Sailors are dreamers
09 September 2011 | Galveston
Sailors are dreamers, doers, achievers, encouragers, and the hardest working people I know. Around the boat yard there are several of us rebuilding boats with actual hopes of going some where. There are those that sit on the broken boats or not so broken boats and say they are going somewhere, but you can tell they aren't going to make it anywhere, anytime soon. And then there are "us", the ones who are working on our boats non stop. Maybe not making great steps forward all the time but getting something done every day no matter how small. Everyday, never a break, never a holiday, relentlessly as if we are all possessed by some strange madness that makes us contort our bodies in to tight places, sand endlessly, grind and lay fiberglass, paint, stretch cable, climb into bilges, and cuss at engines. But we are the ones that are going to go somewhere. We are of the 1% of the 1% who actually are fallowing are dreams regardless of the sacrifice we have to make. We live frugally, we drive old beater trucks, all are cloths are stained with paint or 5200 or epoxy, we are tan and healthy, and the only thing we know how to talk about is boats and the places we plan to someday visit or the places we've been to. This talk also has a healing effect to our minds. Invigorating to the spirit. Working on a boat can be very overwhelming, with thousands of task to accomplish. Dealing with this day in and day out can bring you down, wear you out mentally and physically. Somehow the others since this. And we end up giving each other pep talks and lighting the fire anew.
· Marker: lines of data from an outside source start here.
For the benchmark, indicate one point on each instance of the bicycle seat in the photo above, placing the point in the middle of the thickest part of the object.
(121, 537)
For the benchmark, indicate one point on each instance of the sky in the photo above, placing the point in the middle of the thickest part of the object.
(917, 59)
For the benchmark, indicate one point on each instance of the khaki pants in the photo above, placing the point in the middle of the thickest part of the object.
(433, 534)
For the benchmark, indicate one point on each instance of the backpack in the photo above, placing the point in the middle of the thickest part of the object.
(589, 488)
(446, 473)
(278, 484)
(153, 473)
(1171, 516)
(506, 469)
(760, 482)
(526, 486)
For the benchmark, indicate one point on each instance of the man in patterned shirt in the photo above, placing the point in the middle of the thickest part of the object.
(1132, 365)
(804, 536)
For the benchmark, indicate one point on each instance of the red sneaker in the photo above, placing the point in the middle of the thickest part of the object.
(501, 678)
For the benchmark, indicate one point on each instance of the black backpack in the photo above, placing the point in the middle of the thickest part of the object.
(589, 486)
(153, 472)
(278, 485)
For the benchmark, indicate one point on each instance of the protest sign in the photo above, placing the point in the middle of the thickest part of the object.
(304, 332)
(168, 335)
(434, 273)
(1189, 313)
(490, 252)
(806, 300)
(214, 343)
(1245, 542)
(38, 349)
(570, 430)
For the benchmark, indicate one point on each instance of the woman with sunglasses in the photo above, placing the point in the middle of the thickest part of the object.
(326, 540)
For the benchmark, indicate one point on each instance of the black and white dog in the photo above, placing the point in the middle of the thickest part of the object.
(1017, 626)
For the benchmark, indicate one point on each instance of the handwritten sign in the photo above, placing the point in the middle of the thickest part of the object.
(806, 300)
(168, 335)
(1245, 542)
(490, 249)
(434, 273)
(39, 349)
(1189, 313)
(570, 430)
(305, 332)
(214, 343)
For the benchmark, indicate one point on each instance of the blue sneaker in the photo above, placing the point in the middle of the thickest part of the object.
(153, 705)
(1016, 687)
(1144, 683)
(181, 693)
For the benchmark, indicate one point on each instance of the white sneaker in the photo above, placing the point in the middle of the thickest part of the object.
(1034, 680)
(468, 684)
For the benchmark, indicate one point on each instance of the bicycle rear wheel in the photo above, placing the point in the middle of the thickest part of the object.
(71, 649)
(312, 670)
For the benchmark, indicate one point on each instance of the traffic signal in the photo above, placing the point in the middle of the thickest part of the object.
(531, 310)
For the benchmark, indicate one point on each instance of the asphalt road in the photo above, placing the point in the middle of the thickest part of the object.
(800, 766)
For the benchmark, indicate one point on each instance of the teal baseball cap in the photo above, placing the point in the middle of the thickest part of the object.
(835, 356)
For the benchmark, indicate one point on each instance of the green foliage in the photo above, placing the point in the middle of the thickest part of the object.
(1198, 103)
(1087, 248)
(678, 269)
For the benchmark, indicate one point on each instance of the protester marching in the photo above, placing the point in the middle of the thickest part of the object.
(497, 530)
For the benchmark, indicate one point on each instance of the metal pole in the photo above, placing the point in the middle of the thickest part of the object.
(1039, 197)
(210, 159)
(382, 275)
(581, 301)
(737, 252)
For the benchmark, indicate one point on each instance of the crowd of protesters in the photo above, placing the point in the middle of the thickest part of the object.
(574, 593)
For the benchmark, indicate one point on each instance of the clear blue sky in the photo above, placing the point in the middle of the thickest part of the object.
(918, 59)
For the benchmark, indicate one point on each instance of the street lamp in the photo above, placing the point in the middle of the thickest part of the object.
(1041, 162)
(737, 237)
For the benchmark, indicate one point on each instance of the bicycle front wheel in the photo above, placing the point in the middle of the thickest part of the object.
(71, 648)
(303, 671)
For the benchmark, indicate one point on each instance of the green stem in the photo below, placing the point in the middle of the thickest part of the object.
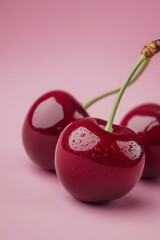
(141, 70)
(121, 92)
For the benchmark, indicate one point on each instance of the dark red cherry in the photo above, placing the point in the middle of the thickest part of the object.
(44, 122)
(145, 121)
(96, 166)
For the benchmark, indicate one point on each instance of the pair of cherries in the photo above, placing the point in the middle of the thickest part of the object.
(94, 160)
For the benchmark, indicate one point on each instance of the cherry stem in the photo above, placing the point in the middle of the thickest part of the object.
(121, 92)
(116, 90)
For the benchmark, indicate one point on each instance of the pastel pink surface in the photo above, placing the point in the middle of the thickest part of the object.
(86, 48)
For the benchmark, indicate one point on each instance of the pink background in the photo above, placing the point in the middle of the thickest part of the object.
(85, 47)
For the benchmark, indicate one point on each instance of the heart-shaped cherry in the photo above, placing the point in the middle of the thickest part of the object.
(94, 165)
(44, 122)
(145, 121)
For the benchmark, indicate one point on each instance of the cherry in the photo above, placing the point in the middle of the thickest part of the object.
(94, 165)
(145, 121)
(44, 122)
(98, 162)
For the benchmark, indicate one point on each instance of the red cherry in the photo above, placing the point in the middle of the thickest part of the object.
(44, 122)
(94, 165)
(145, 121)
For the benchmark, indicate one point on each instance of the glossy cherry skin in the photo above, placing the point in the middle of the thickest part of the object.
(145, 121)
(97, 166)
(44, 122)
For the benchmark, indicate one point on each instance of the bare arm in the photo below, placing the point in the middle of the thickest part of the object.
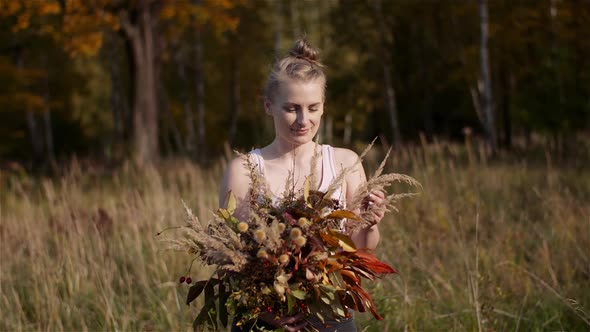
(367, 237)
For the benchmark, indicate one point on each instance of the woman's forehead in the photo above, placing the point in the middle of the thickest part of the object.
(294, 90)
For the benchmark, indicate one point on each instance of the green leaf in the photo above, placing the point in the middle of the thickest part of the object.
(299, 294)
(290, 303)
(223, 296)
(195, 291)
(231, 203)
(340, 312)
(344, 241)
(224, 213)
(208, 314)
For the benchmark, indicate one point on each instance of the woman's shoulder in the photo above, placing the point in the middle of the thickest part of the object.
(345, 157)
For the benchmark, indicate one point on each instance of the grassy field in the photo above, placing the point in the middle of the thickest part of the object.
(500, 245)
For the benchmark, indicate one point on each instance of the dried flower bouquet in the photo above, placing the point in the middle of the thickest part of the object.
(288, 256)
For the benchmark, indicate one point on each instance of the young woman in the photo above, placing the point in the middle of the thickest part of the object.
(294, 98)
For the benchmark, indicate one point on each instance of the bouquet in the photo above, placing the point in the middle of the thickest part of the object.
(287, 257)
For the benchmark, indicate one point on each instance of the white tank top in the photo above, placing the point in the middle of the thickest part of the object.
(328, 171)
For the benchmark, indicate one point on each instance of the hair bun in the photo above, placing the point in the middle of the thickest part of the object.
(302, 49)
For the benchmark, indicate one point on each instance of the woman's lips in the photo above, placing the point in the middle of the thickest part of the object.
(301, 132)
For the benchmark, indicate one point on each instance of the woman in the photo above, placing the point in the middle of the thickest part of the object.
(294, 98)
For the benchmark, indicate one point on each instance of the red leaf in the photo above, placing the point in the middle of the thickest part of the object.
(368, 301)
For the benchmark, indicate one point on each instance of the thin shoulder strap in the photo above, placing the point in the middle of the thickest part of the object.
(257, 158)
(328, 161)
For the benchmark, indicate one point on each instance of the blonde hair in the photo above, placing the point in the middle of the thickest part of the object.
(301, 63)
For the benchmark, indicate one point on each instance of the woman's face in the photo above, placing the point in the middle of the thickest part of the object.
(297, 109)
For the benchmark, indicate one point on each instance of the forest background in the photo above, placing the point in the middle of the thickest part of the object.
(112, 111)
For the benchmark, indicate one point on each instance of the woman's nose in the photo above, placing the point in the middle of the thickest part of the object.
(302, 118)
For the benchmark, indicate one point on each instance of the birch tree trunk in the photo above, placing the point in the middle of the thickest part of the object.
(145, 108)
(200, 95)
(487, 98)
(117, 100)
(235, 95)
(189, 121)
(387, 73)
(49, 146)
(34, 135)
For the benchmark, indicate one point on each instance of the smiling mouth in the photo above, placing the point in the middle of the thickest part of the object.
(301, 131)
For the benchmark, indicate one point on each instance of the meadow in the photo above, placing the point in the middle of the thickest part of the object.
(488, 245)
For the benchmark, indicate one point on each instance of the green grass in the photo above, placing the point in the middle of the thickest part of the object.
(487, 246)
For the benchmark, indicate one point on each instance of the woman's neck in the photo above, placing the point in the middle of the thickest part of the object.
(285, 151)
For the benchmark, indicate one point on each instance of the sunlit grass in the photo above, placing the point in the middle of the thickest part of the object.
(487, 245)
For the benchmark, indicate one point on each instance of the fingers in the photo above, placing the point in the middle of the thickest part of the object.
(375, 197)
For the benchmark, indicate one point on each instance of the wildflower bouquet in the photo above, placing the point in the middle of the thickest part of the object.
(288, 256)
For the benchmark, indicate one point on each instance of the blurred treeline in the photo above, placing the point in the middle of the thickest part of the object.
(114, 79)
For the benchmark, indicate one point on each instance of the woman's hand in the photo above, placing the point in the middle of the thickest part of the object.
(375, 199)
(289, 323)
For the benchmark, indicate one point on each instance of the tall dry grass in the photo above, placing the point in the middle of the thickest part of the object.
(486, 246)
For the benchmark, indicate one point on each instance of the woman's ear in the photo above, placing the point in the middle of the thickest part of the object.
(267, 105)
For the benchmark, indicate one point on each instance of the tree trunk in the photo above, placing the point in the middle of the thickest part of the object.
(47, 120)
(278, 26)
(387, 74)
(145, 108)
(347, 128)
(487, 99)
(118, 100)
(235, 96)
(200, 95)
(189, 121)
(34, 135)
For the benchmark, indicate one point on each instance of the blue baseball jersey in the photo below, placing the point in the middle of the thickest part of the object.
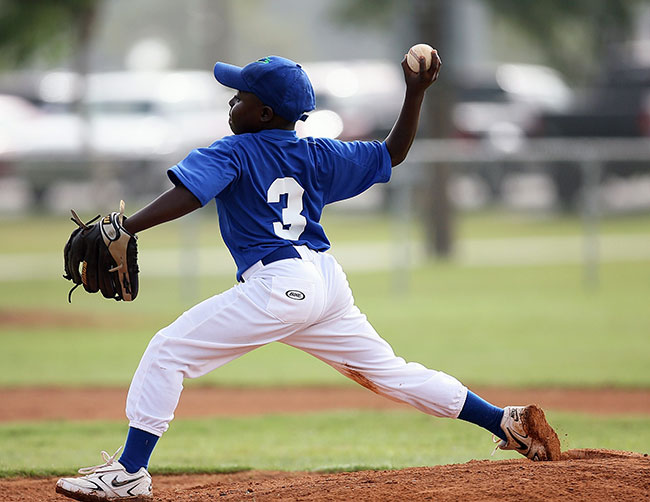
(270, 187)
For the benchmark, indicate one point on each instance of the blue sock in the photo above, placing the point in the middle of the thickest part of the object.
(480, 412)
(138, 449)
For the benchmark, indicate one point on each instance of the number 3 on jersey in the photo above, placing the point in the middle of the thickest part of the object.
(293, 223)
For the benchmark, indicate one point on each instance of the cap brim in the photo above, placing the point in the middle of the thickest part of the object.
(230, 76)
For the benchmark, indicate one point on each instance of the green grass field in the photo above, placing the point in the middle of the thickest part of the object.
(528, 325)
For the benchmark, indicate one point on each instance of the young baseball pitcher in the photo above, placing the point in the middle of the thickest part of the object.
(270, 189)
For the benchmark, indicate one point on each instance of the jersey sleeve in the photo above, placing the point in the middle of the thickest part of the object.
(347, 169)
(207, 171)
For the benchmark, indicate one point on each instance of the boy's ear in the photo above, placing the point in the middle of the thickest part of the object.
(267, 114)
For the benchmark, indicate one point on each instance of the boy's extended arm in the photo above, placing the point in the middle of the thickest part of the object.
(172, 204)
(401, 136)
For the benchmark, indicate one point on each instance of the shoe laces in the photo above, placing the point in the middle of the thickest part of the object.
(108, 460)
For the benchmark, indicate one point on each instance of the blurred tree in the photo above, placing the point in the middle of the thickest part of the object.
(46, 28)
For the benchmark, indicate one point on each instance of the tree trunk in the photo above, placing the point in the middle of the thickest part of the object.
(432, 21)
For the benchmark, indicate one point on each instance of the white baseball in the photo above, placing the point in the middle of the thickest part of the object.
(415, 53)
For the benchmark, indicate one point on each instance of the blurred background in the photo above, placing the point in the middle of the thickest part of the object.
(541, 110)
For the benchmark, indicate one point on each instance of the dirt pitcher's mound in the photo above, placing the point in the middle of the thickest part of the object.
(582, 475)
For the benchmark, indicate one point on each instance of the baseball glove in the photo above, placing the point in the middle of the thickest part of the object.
(108, 256)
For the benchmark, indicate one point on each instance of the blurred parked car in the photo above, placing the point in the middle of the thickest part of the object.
(357, 99)
(503, 106)
(147, 115)
(50, 130)
(616, 106)
(508, 100)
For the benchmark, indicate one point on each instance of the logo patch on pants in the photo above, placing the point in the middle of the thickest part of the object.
(294, 294)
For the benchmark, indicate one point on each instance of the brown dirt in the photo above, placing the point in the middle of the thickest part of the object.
(108, 403)
(581, 476)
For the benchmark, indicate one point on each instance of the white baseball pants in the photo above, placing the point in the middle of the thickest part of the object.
(305, 303)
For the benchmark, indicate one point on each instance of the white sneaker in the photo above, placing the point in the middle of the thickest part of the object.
(529, 433)
(108, 481)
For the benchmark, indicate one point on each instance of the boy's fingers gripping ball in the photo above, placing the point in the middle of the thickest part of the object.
(415, 53)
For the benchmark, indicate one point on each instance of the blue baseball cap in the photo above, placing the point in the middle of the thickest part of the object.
(279, 83)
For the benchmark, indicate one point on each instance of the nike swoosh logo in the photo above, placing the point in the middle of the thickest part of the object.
(119, 484)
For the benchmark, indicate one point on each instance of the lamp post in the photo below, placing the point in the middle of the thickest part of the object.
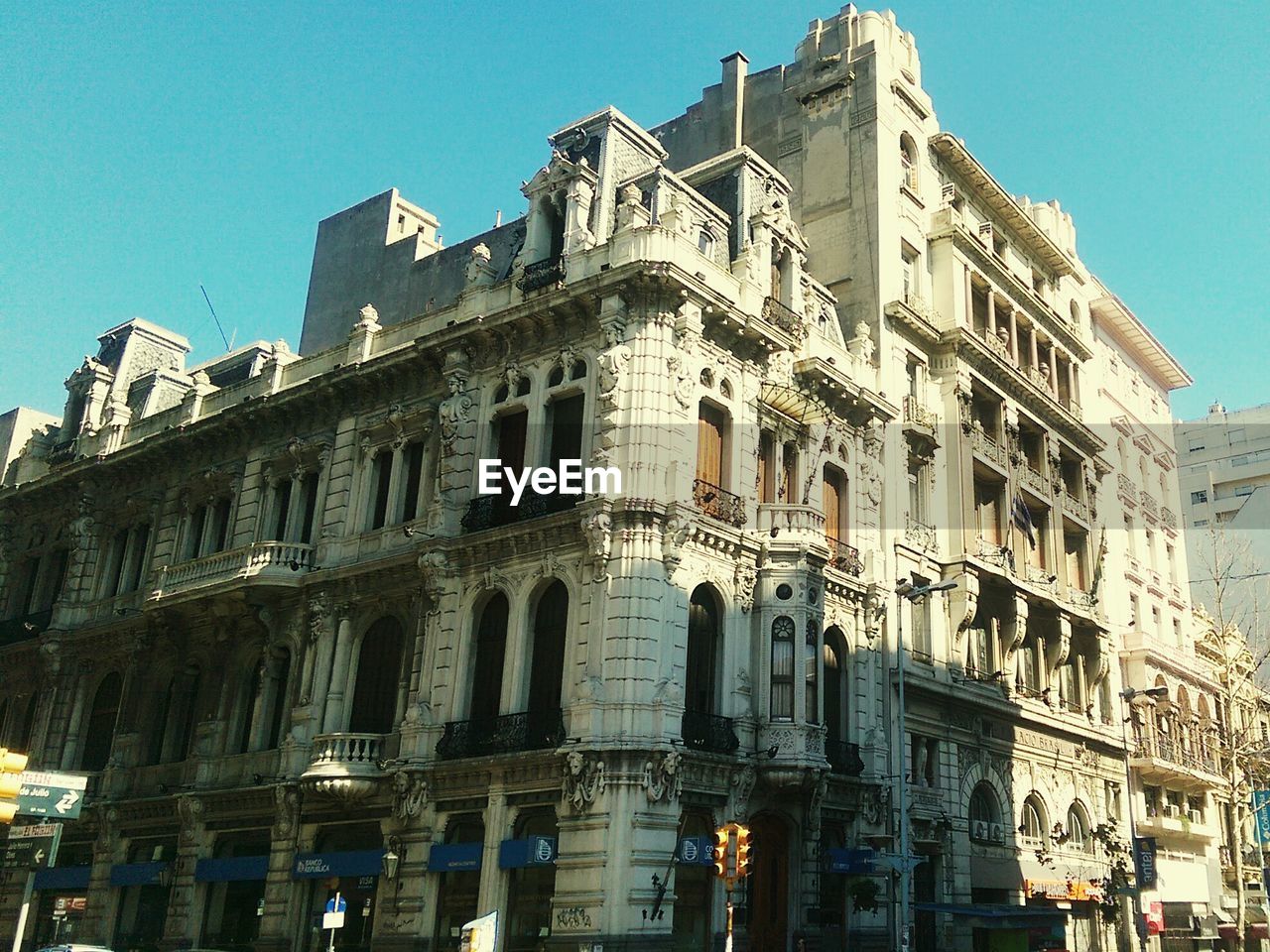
(1127, 697)
(906, 590)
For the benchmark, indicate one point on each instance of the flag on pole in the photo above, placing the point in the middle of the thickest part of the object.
(1023, 520)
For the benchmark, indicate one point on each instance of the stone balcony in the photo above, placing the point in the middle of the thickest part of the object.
(506, 734)
(347, 767)
(784, 522)
(272, 563)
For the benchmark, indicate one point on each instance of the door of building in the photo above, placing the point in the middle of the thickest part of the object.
(769, 885)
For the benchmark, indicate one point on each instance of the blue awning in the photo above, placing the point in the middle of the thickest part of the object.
(136, 874)
(231, 869)
(66, 878)
(520, 853)
(357, 862)
(985, 916)
(454, 857)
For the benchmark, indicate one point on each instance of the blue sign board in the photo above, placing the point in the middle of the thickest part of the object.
(454, 857)
(856, 862)
(695, 851)
(318, 866)
(520, 853)
(241, 869)
(136, 874)
(1144, 861)
(64, 878)
(1261, 811)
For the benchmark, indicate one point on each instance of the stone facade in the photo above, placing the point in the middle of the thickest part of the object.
(263, 606)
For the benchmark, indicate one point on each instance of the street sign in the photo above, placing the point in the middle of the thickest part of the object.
(45, 793)
(32, 847)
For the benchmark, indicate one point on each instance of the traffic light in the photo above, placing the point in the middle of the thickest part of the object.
(721, 837)
(742, 852)
(12, 765)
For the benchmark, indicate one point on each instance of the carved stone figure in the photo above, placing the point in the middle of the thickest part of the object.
(583, 779)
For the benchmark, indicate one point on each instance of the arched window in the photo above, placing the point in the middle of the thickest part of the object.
(1079, 829)
(984, 814)
(1032, 826)
(703, 631)
(488, 669)
(908, 162)
(837, 689)
(102, 717)
(783, 667)
(379, 676)
(547, 665)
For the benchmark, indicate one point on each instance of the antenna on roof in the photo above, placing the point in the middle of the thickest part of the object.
(223, 339)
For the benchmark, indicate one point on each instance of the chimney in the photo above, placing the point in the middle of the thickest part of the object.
(733, 100)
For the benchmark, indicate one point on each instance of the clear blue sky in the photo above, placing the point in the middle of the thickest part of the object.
(145, 149)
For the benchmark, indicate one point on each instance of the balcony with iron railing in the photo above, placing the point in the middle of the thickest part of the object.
(506, 734)
(541, 275)
(844, 558)
(347, 767)
(492, 512)
(719, 503)
(708, 733)
(280, 563)
(24, 626)
(784, 317)
(843, 758)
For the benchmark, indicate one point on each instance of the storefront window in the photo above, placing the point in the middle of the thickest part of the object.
(458, 890)
(691, 885)
(231, 920)
(530, 890)
(145, 881)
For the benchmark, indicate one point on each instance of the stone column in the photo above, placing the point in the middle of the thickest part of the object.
(333, 720)
(75, 725)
Sometimes its just a few words, sometimes it long drawn out story's (sailor really do like to tell yarns). It's kind of a tribal thing. We all work alone on our boats but we are a community, a brotherhood of toiling sailors. As one boat's crew gets close to completion and is making ready to set sail for their dream trip, we all get excited, we share in the triumph. It proves to all of us that dreams ready do come true and that all this endless work really isn't payment for some sins in our past, but is rewarded with a life on the sea of our dreams.